A preocupação dele é mais do que legítima. Racionamento pode ser um problemão. Além disto, acontece de um mesmo procedimento ser empregado demais em determinada população e não estar sequer disponível à outra da mesma área. No Brasil, muitos pacientes não têm acesso à radioterapia. Depende, ao final, de fatores que discriminam quem você é, sem levar em conta sua doença ou indicação. Há, paralelamente, emprego excessivo e potencialmente danoso deste e outros tratamentos oncológicos. Subutilização e sobreutilização devem ser pensadas em conjunto, pois somente o equilíbrio garantirá um sistema de saúde justo e respeitoso, seja ele público ou privado.
Considerações finais:
Precisamos repensar nosso sistema, sair do fee for service, testar alternativas, buscar diferenciação por resultados. Errar, se for preciso.
Só há um caminho para surgirem critérios de avaliação de desempenho médico adequados em larga escala, venhamos a remunerar por performance ou não. Nele, hospitais, operadoras/planos de saúde e médicos devem enxergar-se como um banquinho de três pernas, onde, se uma quebra, cai o banco, caem todos. Aliás, são esse banquinho de três pernas! Precisam pensar juntos os programas de incentivos. É fundamental ainda a participação de representantes de pacientes. Somente assim o referido equilíbrio será possível, falando-se em uso racional de intervenções em saúde. Neste caminho, a transparência será o alicerce principal. E forte ênfase deve ser dada nas questões cognitivas apontadas ao longo do texto.
A isonomia entre membros do Corpo Clínico, da mesma especialidade inclusive, pode (e defendo que deva) ser quebrada. Mas, se os critérios não forem públicos, a chance de estarem errados é grande. Se os hospitais não puderem falar deles quando procurados pela Folha ou outro jornal, muito provavelmente não devem existir.

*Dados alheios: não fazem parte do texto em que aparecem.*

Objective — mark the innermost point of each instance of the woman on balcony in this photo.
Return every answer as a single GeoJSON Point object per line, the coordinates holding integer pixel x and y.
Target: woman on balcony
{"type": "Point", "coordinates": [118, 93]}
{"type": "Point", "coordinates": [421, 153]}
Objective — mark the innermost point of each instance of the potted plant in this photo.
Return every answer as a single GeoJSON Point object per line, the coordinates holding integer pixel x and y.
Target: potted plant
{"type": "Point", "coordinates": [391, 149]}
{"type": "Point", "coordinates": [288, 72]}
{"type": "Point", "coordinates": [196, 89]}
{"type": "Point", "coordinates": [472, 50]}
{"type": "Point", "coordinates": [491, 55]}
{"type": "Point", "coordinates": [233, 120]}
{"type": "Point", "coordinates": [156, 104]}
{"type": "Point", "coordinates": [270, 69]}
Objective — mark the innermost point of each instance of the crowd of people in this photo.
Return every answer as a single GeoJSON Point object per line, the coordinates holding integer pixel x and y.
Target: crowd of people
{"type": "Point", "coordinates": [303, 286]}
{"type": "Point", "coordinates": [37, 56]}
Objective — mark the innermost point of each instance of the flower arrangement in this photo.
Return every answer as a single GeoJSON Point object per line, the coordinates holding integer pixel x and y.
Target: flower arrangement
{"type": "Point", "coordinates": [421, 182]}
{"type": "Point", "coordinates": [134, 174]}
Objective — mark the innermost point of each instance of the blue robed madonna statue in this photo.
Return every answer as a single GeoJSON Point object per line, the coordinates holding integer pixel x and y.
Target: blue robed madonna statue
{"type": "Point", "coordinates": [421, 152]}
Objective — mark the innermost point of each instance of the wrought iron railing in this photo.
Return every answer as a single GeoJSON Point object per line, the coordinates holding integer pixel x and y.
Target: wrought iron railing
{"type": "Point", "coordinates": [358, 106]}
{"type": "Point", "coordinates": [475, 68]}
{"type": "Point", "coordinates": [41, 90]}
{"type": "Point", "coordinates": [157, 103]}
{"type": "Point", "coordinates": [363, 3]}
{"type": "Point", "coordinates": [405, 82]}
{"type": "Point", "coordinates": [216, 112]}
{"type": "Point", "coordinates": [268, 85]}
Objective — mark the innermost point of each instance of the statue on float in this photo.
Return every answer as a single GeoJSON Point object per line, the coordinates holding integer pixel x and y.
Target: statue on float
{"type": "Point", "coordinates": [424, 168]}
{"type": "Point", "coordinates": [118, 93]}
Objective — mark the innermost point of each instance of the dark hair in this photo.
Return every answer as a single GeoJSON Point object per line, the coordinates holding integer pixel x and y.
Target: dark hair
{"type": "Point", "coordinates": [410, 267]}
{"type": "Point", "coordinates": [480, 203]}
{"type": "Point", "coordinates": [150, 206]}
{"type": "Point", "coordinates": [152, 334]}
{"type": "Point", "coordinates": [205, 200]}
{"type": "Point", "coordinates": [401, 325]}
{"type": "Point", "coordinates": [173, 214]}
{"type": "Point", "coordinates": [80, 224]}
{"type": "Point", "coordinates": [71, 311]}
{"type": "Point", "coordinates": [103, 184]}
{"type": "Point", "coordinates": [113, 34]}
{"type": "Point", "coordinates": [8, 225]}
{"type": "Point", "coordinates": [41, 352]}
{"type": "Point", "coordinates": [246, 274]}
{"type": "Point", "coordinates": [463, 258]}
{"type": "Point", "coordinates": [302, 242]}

Por fim, ainda que a questão do conflito de interesses possa ser abordada de uma perspectiva moralista e inculpadora, isso implicaria em ignorar todo o conhecimento acumulado sobre os processos cognitivos e decisórios humanos. A diferença entre essa perspectiva e outra menos inculpadora, e mais preemptiva, está no foco das mudanças: se no indivíduo, ou nos sistemas. Uma atitude não punitiva em face das limitações inerentes à natureza humana não implica em isenção de responsabilidades individuais, mas seria a abordagem preferencial para modelamento dos sistemas, quem sabe do pagamento por performance (P4P).
Enfrentar isto tudo é tarefa inarredável. Falar do assunto sem medo é a primeira etapa. Posso ter cometido falhas analíticas ou outros equívocos, até pela velocidade ao gerar o texto, numa corrida para não esfriar o debate, entre compromissos represados pós-Carnaval. Mas o importante agora é ausência de omissão. Entremos todos de cabeça na discussão e instiguemos um sistema de saúde melhor para os brasileiros.